Y enseguida Jesús mandó a los discípulos que subieran a la barca y que se adelantaran a la otra orilla, mientras él despedía a la gente. Y, después de despedirla, subió al monte a orar a solas. Cuando se hizo de noche seguía él solo allí. Mientras tanto, la barca ya se había alejado de tierra muchos estadios, sacudida por las olas, porque el viento le era contrario. En la cuarta vigilia de la noche vino hacia ellos caminando sobre el mar. Cuando le vieron los discípulos andando sobre el mar, se asustaron y dijeron:


—¡Es un fantasma! —y llenos de miedo empezaron a gritar.


Pero al instante Jesús les habló:


—Tened confianza, soy yo, no tengáis miedo.

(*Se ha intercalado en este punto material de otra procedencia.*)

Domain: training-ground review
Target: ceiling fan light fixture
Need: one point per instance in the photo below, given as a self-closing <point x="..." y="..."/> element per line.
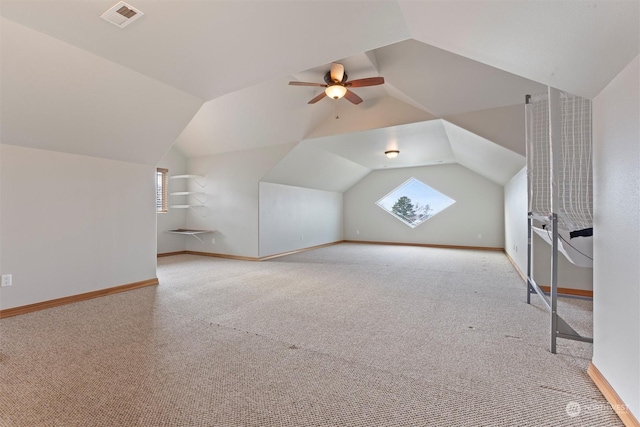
<point x="335" y="91"/>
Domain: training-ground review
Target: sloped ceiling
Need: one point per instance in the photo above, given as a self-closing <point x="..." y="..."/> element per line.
<point x="58" y="97"/>
<point x="467" y="62"/>
<point x="336" y="163"/>
<point x="575" y="46"/>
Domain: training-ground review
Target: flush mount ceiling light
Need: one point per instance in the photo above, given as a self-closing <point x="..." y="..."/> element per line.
<point x="121" y="14"/>
<point x="335" y="91"/>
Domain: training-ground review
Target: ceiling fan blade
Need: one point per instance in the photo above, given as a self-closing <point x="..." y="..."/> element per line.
<point x="352" y="97"/>
<point x="317" y="98"/>
<point x="369" y="81"/>
<point x="307" y="84"/>
<point x="337" y="72"/>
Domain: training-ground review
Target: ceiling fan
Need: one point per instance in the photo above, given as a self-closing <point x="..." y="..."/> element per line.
<point x="337" y="85"/>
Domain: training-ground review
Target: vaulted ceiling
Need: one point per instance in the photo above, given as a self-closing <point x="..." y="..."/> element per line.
<point x="211" y="76"/>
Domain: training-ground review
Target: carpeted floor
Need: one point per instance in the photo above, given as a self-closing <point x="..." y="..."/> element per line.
<point x="347" y="335"/>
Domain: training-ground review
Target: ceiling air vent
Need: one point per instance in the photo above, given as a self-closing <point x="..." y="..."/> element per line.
<point x="121" y="14"/>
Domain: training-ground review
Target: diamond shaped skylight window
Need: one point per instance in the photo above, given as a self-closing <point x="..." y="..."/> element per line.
<point x="414" y="202"/>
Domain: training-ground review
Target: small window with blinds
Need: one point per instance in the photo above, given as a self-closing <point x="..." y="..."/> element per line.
<point x="161" y="189"/>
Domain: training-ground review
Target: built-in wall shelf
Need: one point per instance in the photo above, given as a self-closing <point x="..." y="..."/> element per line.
<point x="186" y="206"/>
<point x="187" y="177"/>
<point x="190" y="232"/>
<point x="198" y="179"/>
<point x="185" y="193"/>
<point x="197" y="197"/>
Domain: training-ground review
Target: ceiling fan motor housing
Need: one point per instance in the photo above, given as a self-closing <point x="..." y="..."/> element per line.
<point x="329" y="81"/>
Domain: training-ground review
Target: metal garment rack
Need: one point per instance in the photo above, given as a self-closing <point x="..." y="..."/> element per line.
<point x="559" y="328"/>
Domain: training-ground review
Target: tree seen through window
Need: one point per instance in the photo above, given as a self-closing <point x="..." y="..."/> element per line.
<point x="414" y="202"/>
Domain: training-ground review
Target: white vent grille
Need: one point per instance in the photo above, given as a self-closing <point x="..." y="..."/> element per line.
<point x="121" y="14"/>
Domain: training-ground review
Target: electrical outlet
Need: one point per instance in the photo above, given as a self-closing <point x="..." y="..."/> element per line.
<point x="6" y="280"/>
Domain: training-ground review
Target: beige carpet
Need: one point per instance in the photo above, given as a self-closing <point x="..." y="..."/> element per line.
<point x="348" y="335"/>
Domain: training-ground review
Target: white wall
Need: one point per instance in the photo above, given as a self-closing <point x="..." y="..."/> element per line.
<point x="176" y="162"/>
<point x="232" y="207"/>
<point x="478" y="208"/>
<point x="616" y="352"/>
<point x="73" y="224"/>
<point x="293" y="218"/>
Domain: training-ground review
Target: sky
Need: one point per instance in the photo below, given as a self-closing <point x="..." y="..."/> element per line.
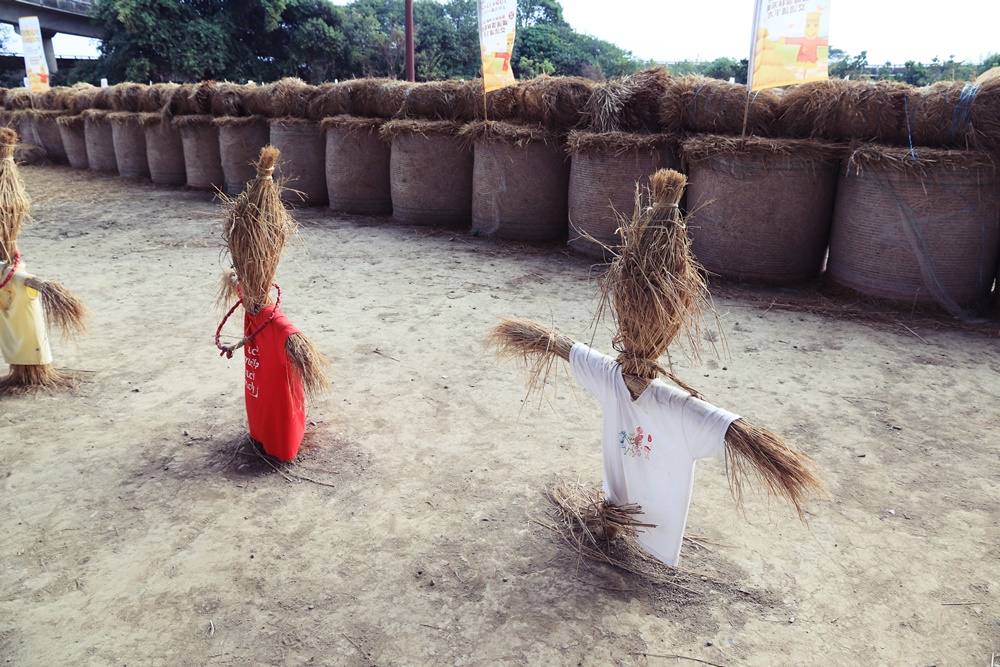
<point x="672" y="30"/>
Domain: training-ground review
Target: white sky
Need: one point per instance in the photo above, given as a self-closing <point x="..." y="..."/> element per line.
<point x="671" y="30"/>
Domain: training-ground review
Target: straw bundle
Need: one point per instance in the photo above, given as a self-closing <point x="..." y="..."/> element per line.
<point x="442" y="100"/>
<point x="226" y="99"/>
<point x="331" y="99"/>
<point x="752" y="453"/>
<point x="257" y="226"/>
<point x="126" y="96"/>
<point x="290" y="97"/>
<point x="629" y="104"/>
<point x="556" y="103"/>
<point x="654" y="287"/>
<point x="14" y="200"/>
<point x="377" y="98"/>
<point x="156" y="98"/>
<point x="984" y="114"/>
<point x="844" y="110"/>
<point x="700" y="104"/>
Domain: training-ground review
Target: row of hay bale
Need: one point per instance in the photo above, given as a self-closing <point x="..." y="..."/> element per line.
<point x="764" y="208"/>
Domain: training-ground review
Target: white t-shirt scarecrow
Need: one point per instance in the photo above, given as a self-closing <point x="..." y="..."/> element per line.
<point x="650" y="445"/>
<point x="23" y="339"/>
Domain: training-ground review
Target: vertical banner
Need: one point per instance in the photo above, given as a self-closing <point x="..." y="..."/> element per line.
<point x="34" y="53"/>
<point x="790" y="44"/>
<point x="496" y="42"/>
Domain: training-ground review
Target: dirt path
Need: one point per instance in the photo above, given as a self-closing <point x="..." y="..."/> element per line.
<point x="135" y="531"/>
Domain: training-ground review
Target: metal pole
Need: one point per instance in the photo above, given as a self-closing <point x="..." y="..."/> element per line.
<point x="410" y="70"/>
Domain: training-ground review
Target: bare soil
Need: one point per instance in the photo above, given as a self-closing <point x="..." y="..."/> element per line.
<point x="138" y="527"/>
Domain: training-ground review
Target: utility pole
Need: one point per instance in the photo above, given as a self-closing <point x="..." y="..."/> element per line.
<point x="410" y="70"/>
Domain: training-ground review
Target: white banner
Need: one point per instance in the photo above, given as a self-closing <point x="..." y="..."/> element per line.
<point x="496" y="42"/>
<point x="34" y="53"/>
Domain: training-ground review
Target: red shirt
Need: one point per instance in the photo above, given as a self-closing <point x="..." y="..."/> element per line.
<point x="275" y="400"/>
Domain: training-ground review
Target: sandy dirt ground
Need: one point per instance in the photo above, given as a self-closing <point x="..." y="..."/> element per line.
<point x="412" y="528"/>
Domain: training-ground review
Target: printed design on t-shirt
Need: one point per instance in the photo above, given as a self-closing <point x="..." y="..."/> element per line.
<point x="635" y="445"/>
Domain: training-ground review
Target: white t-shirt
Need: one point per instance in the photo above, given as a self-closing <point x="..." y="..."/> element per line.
<point x="23" y="339"/>
<point x="650" y="446"/>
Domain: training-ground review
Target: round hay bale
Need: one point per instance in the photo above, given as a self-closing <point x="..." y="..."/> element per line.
<point x="74" y="140"/>
<point x="100" y="141"/>
<point x="557" y="103"/>
<point x="520" y="182"/>
<point x="924" y="230"/>
<point x="629" y="104"/>
<point x="331" y="99"/>
<point x="164" y="150"/>
<point x="760" y="208"/>
<point x="442" y="100"/>
<point x="605" y="169"/>
<point x="240" y="141"/>
<point x="357" y="165"/>
<point x="46" y="129"/>
<point x="699" y="104"/>
<point x="202" y="159"/>
<point x="430" y="172"/>
<point x="844" y="110"/>
<point x="302" y="167"/>
<point x="130" y="144"/>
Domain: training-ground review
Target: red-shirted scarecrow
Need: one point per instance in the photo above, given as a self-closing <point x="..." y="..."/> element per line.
<point x="281" y="364"/>
<point x="27" y="303"/>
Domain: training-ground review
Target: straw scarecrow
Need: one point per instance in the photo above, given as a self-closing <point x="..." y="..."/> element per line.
<point x="282" y="364"/>
<point x="653" y="433"/>
<point x="28" y="303"/>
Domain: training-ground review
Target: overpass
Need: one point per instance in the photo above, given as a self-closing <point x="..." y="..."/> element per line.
<point x="71" y="17"/>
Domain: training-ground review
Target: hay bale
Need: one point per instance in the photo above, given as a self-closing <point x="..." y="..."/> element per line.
<point x="357" y="165"/>
<point x="761" y="208"/>
<point x="520" y="182"/>
<point x="303" y="164"/>
<point x="227" y="99"/>
<point x="156" y="98"/>
<point x="605" y="170"/>
<point x="839" y="110"/>
<point x="240" y="141"/>
<point x="556" y="103"/>
<point x="331" y="99"/>
<point x="130" y="144"/>
<point x="164" y="150"/>
<point x="126" y="97"/>
<point x="74" y="140"/>
<point x="377" y="98"/>
<point x="100" y="141"/>
<point x="629" y="104"/>
<point x="46" y="129"/>
<point x="984" y="115"/>
<point x="430" y="172"/>
<point x="441" y="100"/>
<point x="921" y="230"/>
<point x="202" y="159"/>
<point x="711" y="106"/>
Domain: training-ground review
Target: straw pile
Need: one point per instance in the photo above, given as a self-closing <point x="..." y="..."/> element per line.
<point x="700" y="104"/>
<point x="256" y="228"/>
<point x="14" y="200"/>
<point x="442" y="100"/>
<point x="841" y="110"/>
<point x="629" y="104"/>
<point x="555" y="103"/>
<point x="654" y="288"/>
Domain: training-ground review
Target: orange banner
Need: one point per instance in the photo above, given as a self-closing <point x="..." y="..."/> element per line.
<point x="790" y="44"/>
<point x="496" y="42"/>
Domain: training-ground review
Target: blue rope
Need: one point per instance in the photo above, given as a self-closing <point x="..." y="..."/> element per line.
<point x="909" y="133"/>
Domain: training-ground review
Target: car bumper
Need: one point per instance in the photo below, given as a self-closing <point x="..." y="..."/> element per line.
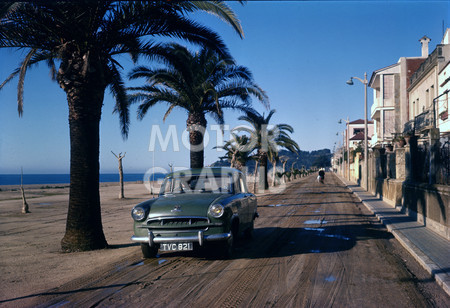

Entonces Pedro le respondió:


—Señor, si eres tú, manda que yo vaya a ti sobre las aguas.


—Ven —le dijo él.


Y Pedro se bajó de la barca y comenzó a andar sobre las aguas en dirección a Jesús. Pero al ver que el viento era muy fuerte se atemorizó y, al empezar a hundirse, se puso a gritar:


—¡Señor, sálvame!


Al instante Jesús alargó la mano, lo sujetó y le dijo:


—Hombre de poca fe, ¿por qué has dudado?


Y cuando subieron a la barca se calmó el viento. Los que estaban en la barca le adoraron diciendo:


—Verdaderamente eres Hijo de Dios.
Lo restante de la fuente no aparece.